Caetani Lovatelli Palace at the Jewish Ghetto
Palazzo Caetani Lovatelli, home of Giuseppe Bertolami's ACR Auctions auction house, is one of the most famous and interesting late 16th century Roman buildings. Located in the centre of the Campitelli district, between the square of the same name and the smaller Piazza Lovatelli, it is characterized by a very sober style, typically late Mannerist, when the most marked flair in the field of painting and art is often contrasted in civil architecture with a simple and severe language. he building site of the palace began in the 1880s on commission by Giacomo Serlupi and was completed around 1620 by Monsignor Girolamo Serlupi, Giacomo's brother.

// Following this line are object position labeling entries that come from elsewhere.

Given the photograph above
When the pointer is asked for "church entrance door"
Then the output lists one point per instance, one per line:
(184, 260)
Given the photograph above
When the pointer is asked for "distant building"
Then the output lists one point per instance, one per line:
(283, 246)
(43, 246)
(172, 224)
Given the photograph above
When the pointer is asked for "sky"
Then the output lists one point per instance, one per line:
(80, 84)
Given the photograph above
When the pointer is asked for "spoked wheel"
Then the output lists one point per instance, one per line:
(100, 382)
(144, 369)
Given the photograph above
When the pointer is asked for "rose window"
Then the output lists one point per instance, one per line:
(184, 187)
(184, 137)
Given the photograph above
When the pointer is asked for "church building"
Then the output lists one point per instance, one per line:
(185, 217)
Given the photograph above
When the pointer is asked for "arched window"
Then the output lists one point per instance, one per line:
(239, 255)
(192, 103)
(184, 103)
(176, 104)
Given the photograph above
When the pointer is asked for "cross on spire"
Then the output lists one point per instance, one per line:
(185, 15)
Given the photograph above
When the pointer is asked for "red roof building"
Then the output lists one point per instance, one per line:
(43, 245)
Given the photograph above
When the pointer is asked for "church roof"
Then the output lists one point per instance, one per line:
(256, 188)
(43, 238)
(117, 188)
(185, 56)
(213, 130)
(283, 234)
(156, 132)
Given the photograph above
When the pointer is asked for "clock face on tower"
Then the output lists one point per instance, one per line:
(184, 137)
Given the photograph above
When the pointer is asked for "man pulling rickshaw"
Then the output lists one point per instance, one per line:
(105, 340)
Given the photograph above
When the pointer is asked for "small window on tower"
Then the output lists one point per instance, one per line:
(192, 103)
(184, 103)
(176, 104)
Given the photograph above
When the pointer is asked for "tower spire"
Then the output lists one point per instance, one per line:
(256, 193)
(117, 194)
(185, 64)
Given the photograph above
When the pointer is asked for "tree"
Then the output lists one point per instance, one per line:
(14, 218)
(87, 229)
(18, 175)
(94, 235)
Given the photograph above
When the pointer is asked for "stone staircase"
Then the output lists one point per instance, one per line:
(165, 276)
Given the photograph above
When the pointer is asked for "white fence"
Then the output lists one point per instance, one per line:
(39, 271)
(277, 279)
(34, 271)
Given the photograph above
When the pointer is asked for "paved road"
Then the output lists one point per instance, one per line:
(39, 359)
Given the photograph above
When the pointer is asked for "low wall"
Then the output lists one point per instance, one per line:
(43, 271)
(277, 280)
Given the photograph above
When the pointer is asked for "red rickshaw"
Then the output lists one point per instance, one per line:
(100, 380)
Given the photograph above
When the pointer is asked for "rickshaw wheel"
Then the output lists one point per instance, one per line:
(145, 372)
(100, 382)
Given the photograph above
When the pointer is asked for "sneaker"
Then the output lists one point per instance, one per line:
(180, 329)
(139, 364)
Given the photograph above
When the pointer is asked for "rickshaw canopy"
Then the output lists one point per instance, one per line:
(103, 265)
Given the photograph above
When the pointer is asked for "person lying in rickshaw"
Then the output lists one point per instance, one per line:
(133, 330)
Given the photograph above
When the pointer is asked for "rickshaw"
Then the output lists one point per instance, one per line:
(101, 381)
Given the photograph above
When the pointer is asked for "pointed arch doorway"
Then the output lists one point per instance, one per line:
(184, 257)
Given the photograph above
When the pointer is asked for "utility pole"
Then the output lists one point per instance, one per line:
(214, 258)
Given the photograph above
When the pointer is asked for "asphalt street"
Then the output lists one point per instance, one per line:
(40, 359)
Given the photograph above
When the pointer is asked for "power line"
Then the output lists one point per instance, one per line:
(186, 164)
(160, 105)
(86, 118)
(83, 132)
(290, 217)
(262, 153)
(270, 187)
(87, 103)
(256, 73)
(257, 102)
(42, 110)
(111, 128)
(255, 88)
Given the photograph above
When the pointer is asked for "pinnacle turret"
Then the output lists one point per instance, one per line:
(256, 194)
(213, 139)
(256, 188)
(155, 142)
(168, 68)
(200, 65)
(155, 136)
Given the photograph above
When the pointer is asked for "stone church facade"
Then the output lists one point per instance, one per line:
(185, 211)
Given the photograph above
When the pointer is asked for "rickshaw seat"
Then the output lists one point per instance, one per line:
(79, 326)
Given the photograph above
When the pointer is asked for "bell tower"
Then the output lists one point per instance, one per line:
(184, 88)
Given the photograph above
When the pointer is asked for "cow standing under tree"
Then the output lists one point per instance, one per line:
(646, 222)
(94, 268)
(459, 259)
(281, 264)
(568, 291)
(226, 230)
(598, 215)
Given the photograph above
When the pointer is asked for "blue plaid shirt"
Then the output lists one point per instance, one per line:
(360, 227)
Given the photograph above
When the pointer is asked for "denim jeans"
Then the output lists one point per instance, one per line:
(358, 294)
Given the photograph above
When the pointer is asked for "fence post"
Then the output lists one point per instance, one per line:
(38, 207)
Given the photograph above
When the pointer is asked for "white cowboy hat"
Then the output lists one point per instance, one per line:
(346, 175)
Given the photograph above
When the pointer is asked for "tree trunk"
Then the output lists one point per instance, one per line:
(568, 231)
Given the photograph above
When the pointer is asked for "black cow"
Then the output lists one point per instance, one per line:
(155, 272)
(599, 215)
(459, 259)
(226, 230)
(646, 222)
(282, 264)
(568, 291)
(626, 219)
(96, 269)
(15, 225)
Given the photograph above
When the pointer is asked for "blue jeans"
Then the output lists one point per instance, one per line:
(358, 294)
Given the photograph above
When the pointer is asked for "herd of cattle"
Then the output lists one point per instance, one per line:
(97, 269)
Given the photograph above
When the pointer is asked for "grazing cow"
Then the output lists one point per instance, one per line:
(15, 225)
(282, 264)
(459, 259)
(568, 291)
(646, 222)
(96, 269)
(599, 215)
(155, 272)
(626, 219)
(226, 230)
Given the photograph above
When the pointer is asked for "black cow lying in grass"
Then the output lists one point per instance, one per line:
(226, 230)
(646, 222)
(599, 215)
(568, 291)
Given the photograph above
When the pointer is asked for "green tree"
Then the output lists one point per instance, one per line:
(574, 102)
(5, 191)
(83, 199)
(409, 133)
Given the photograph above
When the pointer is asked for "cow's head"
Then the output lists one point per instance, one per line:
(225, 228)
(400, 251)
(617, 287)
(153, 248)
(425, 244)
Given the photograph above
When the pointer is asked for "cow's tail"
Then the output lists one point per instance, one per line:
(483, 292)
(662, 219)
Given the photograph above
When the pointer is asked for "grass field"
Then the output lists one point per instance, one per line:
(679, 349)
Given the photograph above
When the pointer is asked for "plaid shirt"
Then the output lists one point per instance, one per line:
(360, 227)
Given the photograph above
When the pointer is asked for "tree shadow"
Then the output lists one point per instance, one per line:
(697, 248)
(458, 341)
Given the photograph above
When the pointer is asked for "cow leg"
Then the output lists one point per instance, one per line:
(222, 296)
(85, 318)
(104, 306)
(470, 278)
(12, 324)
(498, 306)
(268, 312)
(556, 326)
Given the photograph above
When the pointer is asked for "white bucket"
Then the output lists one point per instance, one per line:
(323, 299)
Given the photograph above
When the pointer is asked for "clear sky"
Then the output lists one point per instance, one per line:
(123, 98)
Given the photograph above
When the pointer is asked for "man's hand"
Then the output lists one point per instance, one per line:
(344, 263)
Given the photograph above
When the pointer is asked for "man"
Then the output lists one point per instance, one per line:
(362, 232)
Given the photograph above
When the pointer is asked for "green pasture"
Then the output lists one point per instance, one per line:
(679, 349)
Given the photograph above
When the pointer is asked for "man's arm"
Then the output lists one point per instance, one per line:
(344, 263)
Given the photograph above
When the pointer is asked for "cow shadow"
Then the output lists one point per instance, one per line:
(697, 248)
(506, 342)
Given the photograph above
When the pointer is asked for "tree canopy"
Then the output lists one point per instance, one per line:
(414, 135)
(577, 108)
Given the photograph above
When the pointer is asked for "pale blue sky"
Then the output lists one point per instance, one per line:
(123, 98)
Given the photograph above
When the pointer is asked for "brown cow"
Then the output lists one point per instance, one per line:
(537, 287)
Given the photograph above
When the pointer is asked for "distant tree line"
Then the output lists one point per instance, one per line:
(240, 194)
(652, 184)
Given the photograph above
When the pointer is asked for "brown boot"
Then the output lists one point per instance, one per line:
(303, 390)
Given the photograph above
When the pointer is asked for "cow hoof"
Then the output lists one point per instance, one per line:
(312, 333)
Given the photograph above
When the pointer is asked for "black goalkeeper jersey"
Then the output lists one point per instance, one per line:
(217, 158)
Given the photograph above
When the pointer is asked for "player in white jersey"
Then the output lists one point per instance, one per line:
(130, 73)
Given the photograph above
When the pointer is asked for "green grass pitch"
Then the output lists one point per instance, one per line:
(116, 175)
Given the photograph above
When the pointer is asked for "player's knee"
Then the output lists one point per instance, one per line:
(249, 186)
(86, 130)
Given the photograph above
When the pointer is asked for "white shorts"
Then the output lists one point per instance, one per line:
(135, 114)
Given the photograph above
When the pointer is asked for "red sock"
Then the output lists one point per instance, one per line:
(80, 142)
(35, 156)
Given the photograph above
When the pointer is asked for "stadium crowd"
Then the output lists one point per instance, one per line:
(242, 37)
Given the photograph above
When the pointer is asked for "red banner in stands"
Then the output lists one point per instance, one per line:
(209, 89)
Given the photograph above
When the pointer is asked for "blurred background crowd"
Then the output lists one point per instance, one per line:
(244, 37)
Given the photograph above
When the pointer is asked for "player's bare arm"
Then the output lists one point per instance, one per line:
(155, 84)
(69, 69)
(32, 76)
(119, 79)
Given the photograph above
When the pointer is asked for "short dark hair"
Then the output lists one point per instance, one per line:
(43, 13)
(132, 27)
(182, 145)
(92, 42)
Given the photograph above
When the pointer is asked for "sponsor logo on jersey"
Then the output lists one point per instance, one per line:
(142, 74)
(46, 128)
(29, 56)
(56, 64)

The building sites of sixteenth-century Roman palaces could normally go on for decades; the space to build entire buildings in the centre of the city was often not enough and it was necessary, even for the most important princely families, to buy lots of private houses at a high price in order to complete a prospectus or a cantonal one on a public street.
The palace remained the property of the Serlupi family until the middle of the eighteenth century, then passed to the Ruspoli and later to the Lovatelli, a family originally from Ravenna and related to the Caetani family.
From a stylistic point of view, the exterior of the building is almost military: three rows of windows, kneeling on the ground floor, architraved on the main floor, halfway up on the mezzanine floor; a corbelled cornice on the eaves; two beautiful architraved portals on Piazza Campitelli and Piazza Lovatelli, connected by lotus en en enfilade.
The inner courtyard also maintains a severe style: articulated on three sides with two orders of superimposed arches, partly covered in the nineteenth century, it is unfinished on the fourth side. From the courtyard, a very elegant and wide cordonade leads to the main floor, where ACR Auctions is located.
From the transfer of ownership to the Lovatelli family the palace, and in particular the main floor, became a cultural salon of great level, thanks to the figure of Countess Ersilia Caetani Lovatelli (Rome, 1840-1925), archaeologist and first woman to be appointed Academic of the Lincei. The countess, between the end of the nineteenth century and the first twenty years of the twentieth century, gathered illustrious figures from the world of archaeology and not only, such as Theodor Mommsen or Rodolfo Lanciani, but also Gabriele D'Annunzio, Giosuè Carducci and Franz Liszt, who played several times for guests in the Lovatelli house.
Very evident and interesting traces of the 17th and 18th century splendour of the main floor remain; starting from the entrance, which preserves a grotesque decoration of the end of the 18th century and an access portal probably part of the original Serlupi layout, the space is divided into the classic layout with enfilade halls, following the parimeter of the elevations on Piazza Lovatelli, Via dei Funari and Piazza Campitelli. In the second hall, under the decorated coffers, there is a frescoed frieze from the end of the sixteenth century with scenes of Roman history divided by grotesque backgrounds, much repainted but certainly original; in the fourth salon the lowered vault is decorated in the central panel by a fresco with two large allegorical female figures of the Bolognese school of the second half of the seventeenth century; the fifth salon preserves instead the very elegant architectural decoration with Corinthian pilasters and floral frames, enriched by a beautiful lowered vault decorated with female figures dancing in tempera. The main floor of Palazzo Lovatelli can be considered one of the best preserved of the princely manors of medium importance in the Capitoline Hill area, strategically marking the boundary with the most popular area of the Jewish Ghetto characterized, towards the Portico di Ottavia, by 17th century terraced houses of lesser value.